A viagem de Lindsay para o centro da cultura popular fez-se pela banda que fundou com Peter Scherer, os Ambitious Lovers. Os álbuns do duo preconizam o que seria a partir daí a sua música, incluindo os discos a solo: cosmopolita, aberta ao mundo (principalmente à música brasileira), requintada, dançável, alegre, lúdica, na qual a guitarra «mutante» aparece domada, pontuando a produção polida, muito «anos 80». Os Ambitious Lovers são a primeira aproximação de Lindsay à pop sofisticada (ao MOR modernista), que conjugava com o funk e o hip-hop ainda incipiente. E em algumas das canções, Arto experimentava cantar em português, não se safando nada mal.2
No entanto, a faceta mais interessante da carreira de Arto Lindsay é muito provavelmente a de produtor. Lindsay é como que o Eno da Música Popular Brasileira dos anos 90: está por todo o lado.

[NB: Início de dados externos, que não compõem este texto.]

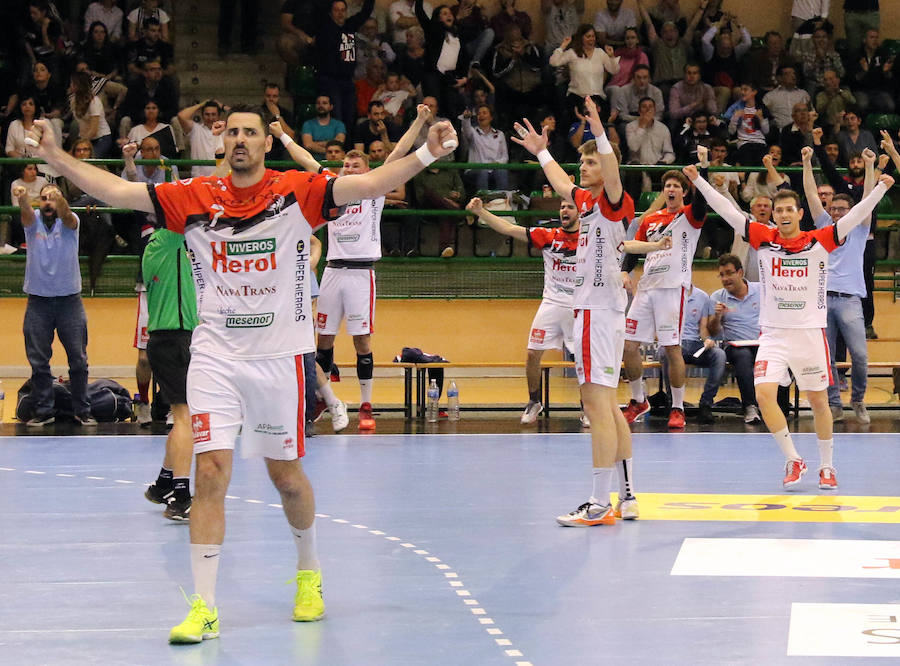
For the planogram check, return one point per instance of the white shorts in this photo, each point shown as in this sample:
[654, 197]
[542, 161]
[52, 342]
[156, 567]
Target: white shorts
[141, 336]
[599, 342]
[263, 399]
[552, 327]
[346, 293]
[803, 350]
[656, 311]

Seja no Estrangeiro do «conterrâneo» Caetano Veloso (que à altura também vivia em Nova Iorque), seja no óptimo Sol na Cara do sobrevalorizadíssimo Vinicius Cantuária (o segredo mais bem guardado da música brasileira?), outro «nova-iorquino». Para os dois aperfeiçoaria a tal produção muito «anos 80», polida, sintética, à base de sintetizadores e batidas ecoantes, a roçar o mau gosto, com pontos de contacto com a de Thomas Dolby para os Prefab Sprout. Depois, quase se pode dizer que criou os Tribalistas (a resposta à Tropicália do início dos anos zero), ao ter produzido álbuns individuais de Arnaldo Antunes, Carlinhos Brown e sobretudo Marisa Monte. No álbum Verde, Anil, amarelo, Cor-de-Rosa e Carvão desta última, lançado em 1994, a cantora faz uma versão de «Pale Blue Eyes» dos Velvet Underground e tem como convidada Laurie Anderson, anunciando a futura relação desta com Lou Reed (será que poderemos atribuir a responsabilidade deste «encontro» a Arto?).
Voltando à imagem da newsletter anterior, Arto Lindsay (e a música que produziu) seria a banda-sonora perfeita para a tal mulher imaginária de meia-idade, intelectual dos anos 90, que lia João Lisboa e Ricardo Saló aos sábados de manhã, para assim se manter a par do que mais interessante se fazia na música, e à tarde ia ao Quarteto ver o último filme de Woody Allen. É uma pop refinada, entre a cosmopolita Nova Iorque e as raízes africanas e baianas da Tropicália. O que lhe falta em nervo, em carne e osso, sobra-lhe em inteligência, em risco, em classe. Um primor.
Uma pitada de auto-promoção
Para comemorar os doze anos do À pala de Walsh3, participei num pequeno jogo com os actuais editores do site (que abandonei faz agora oito anos). A rubrica chama-se Vai-e-Vem e é uma espécie de cadáver esquisito feito com imagens. Este partiu de um fotograma escolhido por mim: os pés de Natalie Wood em Love with the Proper Stranger de Robert Mulligan.
Há uns vinte anos, a Soul Jazz editou a notável colectânea New York Noise, para quem quiser ouvir as canções mais dançáveis da época.
Continua a cantar em português em canções como «Pele de Perto» ou «O Nome Dela».
A primeira publicação do À pala de Walsh foi a 15 de Julho de 2012.